Missed optimization opportunity for bounds checks

tczajka · January 4, 2022, 11:11am

This code

fn sum(a: &[i32]) -> i32 {
    a[0] + a[1] + a[2]
}

is compiled to something with 3 bounds checks, like this:

fn sum(a: &[i32]) -> i32 {
    if a.len() == 0 {
        panic!("0 out of range");
    } else if a.len() == 1 {
        panic!("1 out of range");
    } else if a.len() == 2 {
        panic!("2 out of range");
    } else {
        unsafe { a.get_unchecked(0) + a.get_unchecked(1) + a.get_unchecked(2) }
    }
}

However, if LLVM can see that the first 3 cases are unlikely because they go to panic code, why doesn't it optimize it to something with only 1 bounds check on the hot path, such as:

fn sum(a: &[i32]) -> i32 {
    if a.len() < 3 {
        if a.len() == 0 {
            panic!("0 out of range");
        } else if a.len() == 1 {
            panic!("1 out of range");
        } else {
            panic!("2 out of range");
        }
    } else {
        unsafe { a.get_unchecked(0) + a.get_unchecked(1) + a.get_unchecked(2) }
    }
}

Neutron3529 · January 4, 2022, 11:46am

that would do the thing you want to do

tczajka · January 4, 2022, 11:50am

I understand it's possible for programmers to optimize the code manually, but that's not the point. The point is that the compiler could optimize the code as written, by itself, and is not doing it for some reason. Question is, why is it not doing it, and whether it can be fixed.

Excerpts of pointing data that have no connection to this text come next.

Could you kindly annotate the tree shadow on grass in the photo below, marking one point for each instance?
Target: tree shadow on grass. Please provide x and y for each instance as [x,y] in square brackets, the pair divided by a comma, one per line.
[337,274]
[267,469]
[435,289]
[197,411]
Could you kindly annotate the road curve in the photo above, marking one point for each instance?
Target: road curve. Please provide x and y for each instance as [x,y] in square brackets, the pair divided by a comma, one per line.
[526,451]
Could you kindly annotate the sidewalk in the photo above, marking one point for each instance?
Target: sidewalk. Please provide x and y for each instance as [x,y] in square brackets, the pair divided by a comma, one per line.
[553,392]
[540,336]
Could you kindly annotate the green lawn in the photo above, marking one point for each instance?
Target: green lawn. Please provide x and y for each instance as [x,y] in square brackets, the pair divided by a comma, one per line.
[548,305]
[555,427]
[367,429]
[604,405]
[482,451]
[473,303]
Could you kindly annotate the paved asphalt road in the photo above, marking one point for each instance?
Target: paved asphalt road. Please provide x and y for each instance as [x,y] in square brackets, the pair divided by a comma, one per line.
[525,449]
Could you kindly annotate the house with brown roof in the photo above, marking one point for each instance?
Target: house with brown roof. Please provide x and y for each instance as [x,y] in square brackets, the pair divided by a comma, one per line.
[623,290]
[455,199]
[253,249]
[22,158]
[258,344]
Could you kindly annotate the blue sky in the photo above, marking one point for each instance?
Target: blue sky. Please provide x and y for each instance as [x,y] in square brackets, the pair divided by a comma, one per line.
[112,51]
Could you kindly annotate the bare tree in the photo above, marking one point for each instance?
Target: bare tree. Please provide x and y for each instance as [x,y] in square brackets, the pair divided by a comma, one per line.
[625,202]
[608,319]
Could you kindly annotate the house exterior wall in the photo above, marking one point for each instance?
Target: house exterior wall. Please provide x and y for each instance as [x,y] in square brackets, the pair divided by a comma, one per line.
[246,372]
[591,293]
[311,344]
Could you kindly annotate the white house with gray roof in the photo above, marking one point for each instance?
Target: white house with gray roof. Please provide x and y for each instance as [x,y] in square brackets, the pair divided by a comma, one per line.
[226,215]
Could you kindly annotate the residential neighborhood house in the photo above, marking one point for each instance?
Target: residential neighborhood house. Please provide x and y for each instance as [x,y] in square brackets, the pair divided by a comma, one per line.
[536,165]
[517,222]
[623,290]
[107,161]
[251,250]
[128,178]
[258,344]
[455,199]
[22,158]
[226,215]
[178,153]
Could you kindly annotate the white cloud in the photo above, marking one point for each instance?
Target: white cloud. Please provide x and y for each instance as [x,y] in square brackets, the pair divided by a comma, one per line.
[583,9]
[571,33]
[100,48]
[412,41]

mathstuf · January 4, 2022, 12:31pm

The "as-if" rule. The compiler sees this:

(a[0] + a[1]) + a[2]

If a[0] + a[1] overflows, there's a panic in there before it gets to the [2] indexing. Your proposed optimization changes the panic that arises in that case (for non-release builds at least). A release build could probably "see" more.

tczajka · January 4, 2022, 12:34pm

In my original post I used the release mode, see the linked compiler output. There is no addition overflow check in the assembly.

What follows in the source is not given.